Metadata-Version: 2.1
Name: pkg_pyknnclassifier
Version: 0.1.0
Summary: A k-Nearest Neighbors (KNN) classifier for Python.
License: MIT
Author: Bill Wan
Requires-Python: >=3.9,<4.0
Classifier: License :: OSI Approved :: MIT License
Classifier: Programming Language :: Python :: 3
Classifier: Programming Language :: Python :: 3.9
Classifier: Programming Language :: Python :: 3.10
Classifier: Programming Language :: Python :: 3.11
Classifier: Programming Language :: Python :: 3.12
Requires-Dist: numpy (>=1.26.3,<2.0.0)
Requires-Dist: pandas (>=2.1.4,<3.0.0)
Requires-Dist: scikit-learn (>=1.3.2,<2.0.0)
Description-Content-Type: text/markdown

# pkg_pyknnclassifier

![Logo](https://raw.githubusercontent.com/UBC-MDS/Group16_knnmodel/main/img/logo_reduced.png)
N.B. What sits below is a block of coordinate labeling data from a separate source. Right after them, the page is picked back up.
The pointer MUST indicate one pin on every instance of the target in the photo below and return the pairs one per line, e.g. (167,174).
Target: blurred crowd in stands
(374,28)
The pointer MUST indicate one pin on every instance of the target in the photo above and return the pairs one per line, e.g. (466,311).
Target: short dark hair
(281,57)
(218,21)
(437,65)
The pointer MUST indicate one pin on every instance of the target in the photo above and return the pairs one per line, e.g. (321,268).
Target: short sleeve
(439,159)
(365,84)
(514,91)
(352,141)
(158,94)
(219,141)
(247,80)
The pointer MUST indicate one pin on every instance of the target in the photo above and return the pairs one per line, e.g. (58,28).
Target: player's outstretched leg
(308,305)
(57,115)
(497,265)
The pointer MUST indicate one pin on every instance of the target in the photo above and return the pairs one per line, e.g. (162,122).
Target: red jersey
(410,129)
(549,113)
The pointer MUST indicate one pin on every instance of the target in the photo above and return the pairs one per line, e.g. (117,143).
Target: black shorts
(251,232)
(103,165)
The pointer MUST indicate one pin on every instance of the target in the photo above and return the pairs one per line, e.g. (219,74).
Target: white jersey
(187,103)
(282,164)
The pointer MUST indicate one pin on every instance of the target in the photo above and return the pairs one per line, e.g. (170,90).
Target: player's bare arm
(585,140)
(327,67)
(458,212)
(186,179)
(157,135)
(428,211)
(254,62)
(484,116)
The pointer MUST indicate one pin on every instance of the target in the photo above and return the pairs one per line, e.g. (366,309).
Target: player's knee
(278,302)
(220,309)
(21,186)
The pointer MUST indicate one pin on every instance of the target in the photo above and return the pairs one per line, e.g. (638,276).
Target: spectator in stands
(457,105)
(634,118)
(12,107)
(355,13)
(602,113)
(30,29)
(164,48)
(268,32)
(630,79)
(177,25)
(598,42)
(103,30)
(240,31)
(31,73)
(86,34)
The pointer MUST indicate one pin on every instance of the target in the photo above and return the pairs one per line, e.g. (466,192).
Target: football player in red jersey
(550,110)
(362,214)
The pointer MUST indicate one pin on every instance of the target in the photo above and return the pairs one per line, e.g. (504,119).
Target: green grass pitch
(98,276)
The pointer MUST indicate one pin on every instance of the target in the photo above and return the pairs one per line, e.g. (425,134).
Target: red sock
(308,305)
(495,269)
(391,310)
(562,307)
[![Documentation Status](https://readthedocs.org/projects/pkg-pyknnclassifier/badge/?version=latest)](https://pkg-pyknnclassifier.readthedocs.io/en/latest/?badge=latest)
![ci-cd](https://github.com/UBC-MDS/Group16_knnmodel/actions/workflows/ci-cd.yml/badge.svg)
[![codecov](https://codecov.io/gh/UBC-MDS/Group16_knnmodel/branch/main/graph/badge.svg)](https://codecov.io/gh/UBC-MDS/Group16_knnmodel)

## 📄 About 
Our package, named "pkg_pyknnclassifier," is a comprehensive toolkit for k-Nearest Neighbors (k-NN) modeling and evaluation. It offers a set of functions designed to facilitate various aspects of working with k-NN algorithms, from loading the data, calculating distances to making predictions and assessing model performance. We aim to simplify the process by providing essential functionalities for data manipulation, model evaluation, and scaling.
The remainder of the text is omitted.